When businesses find the skills of Massachusetts people sub-par, the state's economy is clearly in trouble. With little natural resources, the Bay State has long relied on the quality of its citizens, especially in the university laden Boston area to attract commerce.
Although Tsongas is working for a solution for Massachusetts, the problem of an increasingly unqualified work force and low productivity is national in scope. The United States trade deficit remains high, even with the fall of the dollar.
ALTHOUGH few would contest Tsongas' goal of increasing this country's economic competitiveness, some criticize the referendum as a means of achieving it. "The referendum is unsound, and for a sophisticated politician like Paul, remarkably simplistic," says State Rep. Stephen W. Doran (D-Lexington). He termed the referendum, which would automatically set the annual level of education expenditure, "an anti-government approach to government."
This point, which is made by many liberal legislators in the State House, is well-taken.
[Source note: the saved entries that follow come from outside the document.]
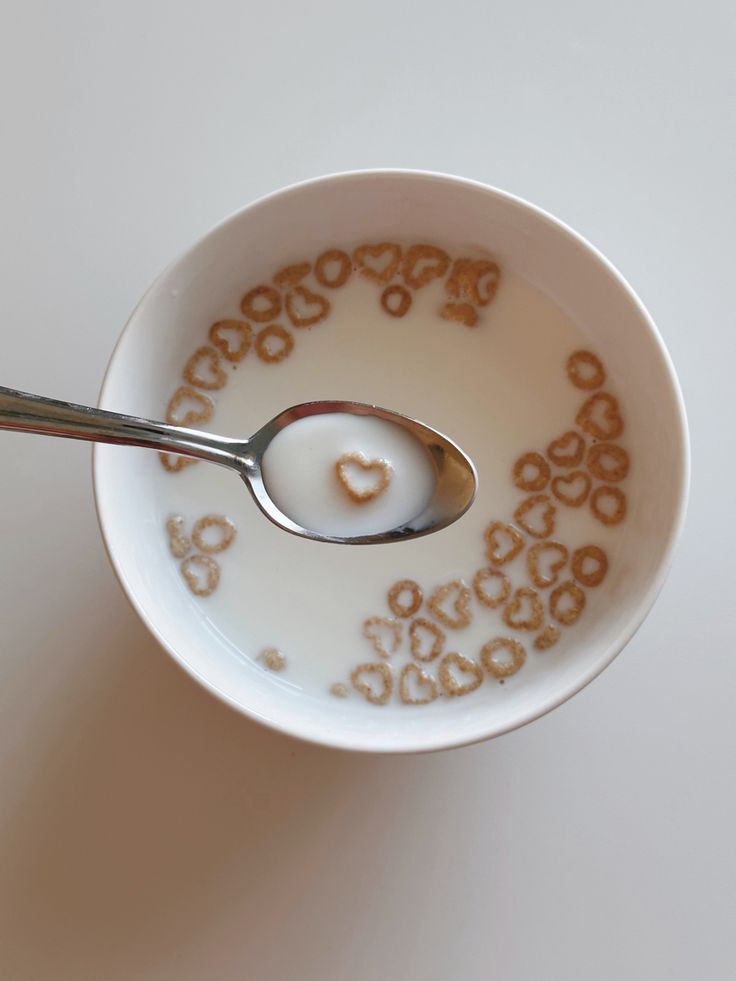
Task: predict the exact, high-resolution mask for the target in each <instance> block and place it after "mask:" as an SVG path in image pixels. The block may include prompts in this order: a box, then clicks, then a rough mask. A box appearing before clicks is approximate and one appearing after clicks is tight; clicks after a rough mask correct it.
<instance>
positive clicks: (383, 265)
mask: <svg viewBox="0 0 736 981" xmlns="http://www.w3.org/2000/svg"><path fill="white" fill-rule="evenodd" d="M353 262H354V263H355V266H356V268H357V269H358V271H359V272H360V273H361V275H363V276H365V277H366V278H367V279H372V280H373V282H374V283H388V281H389V280H390V279H393V277H394V276H395V275H396V272H397V270H398V268H399V265H400V263H401V246H400V245H397V244H396V243H395V242H378V243H377V244H376V245H359V246H358V248H357V249H356V250H355V251H354V252H353Z"/></svg>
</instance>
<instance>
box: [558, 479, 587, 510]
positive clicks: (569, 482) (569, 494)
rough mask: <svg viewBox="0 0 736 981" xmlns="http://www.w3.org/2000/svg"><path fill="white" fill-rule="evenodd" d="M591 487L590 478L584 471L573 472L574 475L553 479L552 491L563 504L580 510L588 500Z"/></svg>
mask: <svg viewBox="0 0 736 981" xmlns="http://www.w3.org/2000/svg"><path fill="white" fill-rule="evenodd" d="M590 485H591V480H590V477H589V476H588V474H587V473H586V472H585V471H584V470H573V471H572V473H566V474H560V475H559V476H558V477H553V478H552V486H551V488H550V489H551V491H552V493H553V494H554V496H555V497H556V498H557V500H558V501H560V502H561V503H562V504H565V505H567V507H569V508H579V507H580V506H581V505H583V504H585V502H586V501H587V499H588V494H589V493H590Z"/></svg>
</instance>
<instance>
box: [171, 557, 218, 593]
mask: <svg viewBox="0 0 736 981" xmlns="http://www.w3.org/2000/svg"><path fill="white" fill-rule="evenodd" d="M180 569H181V574H182V576H184V579H185V580H186V583H187V586H189V588H190V590H191V591H192V592H193V593H194V595H195V596H211V595H212V593H214V591H215V590H216V589H217V585H218V583H219V582H220V567H219V565H218V564H217V562H215V560H214V559H211V558H210V557H209V555H190V556H189V558H188V559H184V561H183V562H182V564H181V566H180ZM197 570H199V574H198V572H197ZM201 574H204V575H205V576H206V578H205V581H204V582H202V578H201Z"/></svg>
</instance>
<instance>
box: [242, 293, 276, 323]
mask: <svg viewBox="0 0 736 981" xmlns="http://www.w3.org/2000/svg"><path fill="white" fill-rule="evenodd" d="M240 309H241V311H242V313H243V316H244V317H247V318H248V320H252V321H253V323H256V324H266V323H268V321H269V320H275V319H276V318H277V317H278V315H279V314H280V313H281V296H280V295H279V292H278V290H276V289H274V287H273V286H265V285H263V286H256V287H255V288H254V289H252V290H249V291H248V292H247V293H246V294H245V296H244V297H243V299H242V300H241V301H240Z"/></svg>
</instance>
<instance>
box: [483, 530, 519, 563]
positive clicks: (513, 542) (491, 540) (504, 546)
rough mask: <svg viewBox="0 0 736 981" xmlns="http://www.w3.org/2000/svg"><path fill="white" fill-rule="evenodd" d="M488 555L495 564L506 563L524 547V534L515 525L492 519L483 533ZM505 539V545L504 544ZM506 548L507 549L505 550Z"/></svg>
mask: <svg viewBox="0 0 736 981" xmlns="http://www.w3.org/2000/svg"><path fill="white" fill-rule="evenodd" d="M483 537H484V538H485V542H486V556H487V557H488V559H489V560H490V561H491V562H492V563H493V565H505V564H506V563H507V562H510V561H511V560H512V559H514V558H516V556H517V555H518V554H519V552H521V551H522V550H523V548H524V536H523V535H522V534H521V532H520V531H519V530H518V529H517V528H514V526H513V525H508V524H504V523H503V522H502V521H492V522H491V524H490V525H488V527H487V528H486V530H485V532H484V533H483ZM504 540H505V545H504ZM504 549H505V550H504Z"/></svg>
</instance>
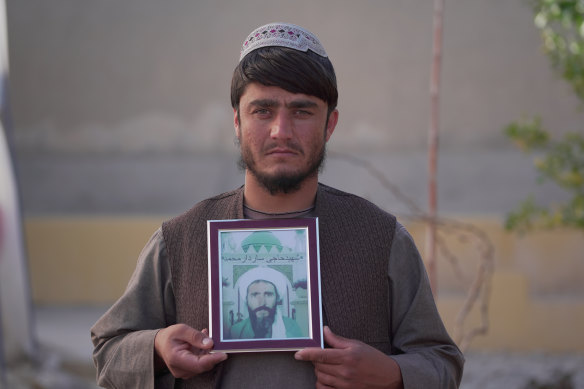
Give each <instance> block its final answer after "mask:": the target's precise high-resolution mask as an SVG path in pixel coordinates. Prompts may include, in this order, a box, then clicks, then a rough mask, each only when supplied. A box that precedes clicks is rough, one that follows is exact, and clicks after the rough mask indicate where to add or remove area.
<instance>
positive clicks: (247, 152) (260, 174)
mask: <svg viewBox="0 0 584 389" xmlns="http://www.w3.org/2000/svg"><path fill="white" fill-rule="evenodd" d="M241 147H242V149H241V156H240V159H239V162H238V166H239V168H240V169H241V170H249V172H250V173H251V174H253V175H254V177H255V178H256V179H257V180H258V182H259V183H260V184H261V185H262V186H263V187H264V188H265V189H266V190H268V191H269V192H270V194H271V195H272V196H273V195H275V194H279V193H284V194H286V193H294V192H296V191H298V190H299V189H300V188H301V187H302V183H303V182H304V180H306V179H307V178H311V177H314V176H315V175H316V174H318V173H319V172H321V171H322V169H323V167H324V161H325V159H326V146H325V145H324V144H323V146H322V148H321V149H320V150H319V151H318V153H317V154H316V155H314V156H312V158H311V159H310V160H309V164H308V166H307V167H306V169H304V170H300V171H297V172H283V173H279V174H273V175H272V174H268V173H264V172H261V171H259V170H258V169H257V166H256V163H255V160H254V158H253V155H252V154H251V152H250V151H249V150H248V149H246V148H245V147H244V146H241ZM286 147H288V148H292V147H290V145H287V146H286Z"/></svg>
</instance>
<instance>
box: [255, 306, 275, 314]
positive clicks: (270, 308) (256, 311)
mask: <svg viewBox="0 0 584 389" xmlns="http://www.w3.org/2000/svg"><path fill="white" fill-rule="evenodd" d="M275 310H276V307H274V308H270V307H268V306H267V305H262V306H261V307H257V308H256V309H254V310H253V311H252V313H257V312H259V311H268V312H274V311H275Z"/></svg>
Referenda which set arbitrary figures and remove professional lawmakers from the allocation process can be unwieldy and constricting.
Another objection to setting aside a specific portion of the state budget for education is that such a step might set off a general melee among government social programs to stake out their own funding claims.
Yet the merits of the education funding referendum and the context in which it is being proposed far outweigh these potential problems.
ALTHOUGH the proposed referendum, like all such measures, would be rigid and inflexible, it would not introduce any pernicious new element into the state budget process. The money that would be gained back for education was initially lost though Proposition 2 1/2, an equally, if not more, inflexible measure that capped local property taxes and severely limited towns' revenue options. Tsongas' referendum would merely fight fire with fire.
And fears that giving education entitlement status would prompt a squabble over funding levels for social programs seem unfounded, since the state already guarantees spending levels for important programs such as Social Security and veterans benefits.
Is education any less vital than these programs? In fact, it seems more fundamental to the state's well-being, since a skilled workforce generates the tax revenue that makes the other programs possible in the first place.
Tsongas has a proven track record with state-level referenda, having successfully mobilized citizens behind a non-binding building moratorium on Cape Cod last year. Massachusetts will be better off if he can achieve similar success with this progressive and pragmatic funding initiative. Populist referenda can be simplistic and constricting. But in this case the end justifies the means.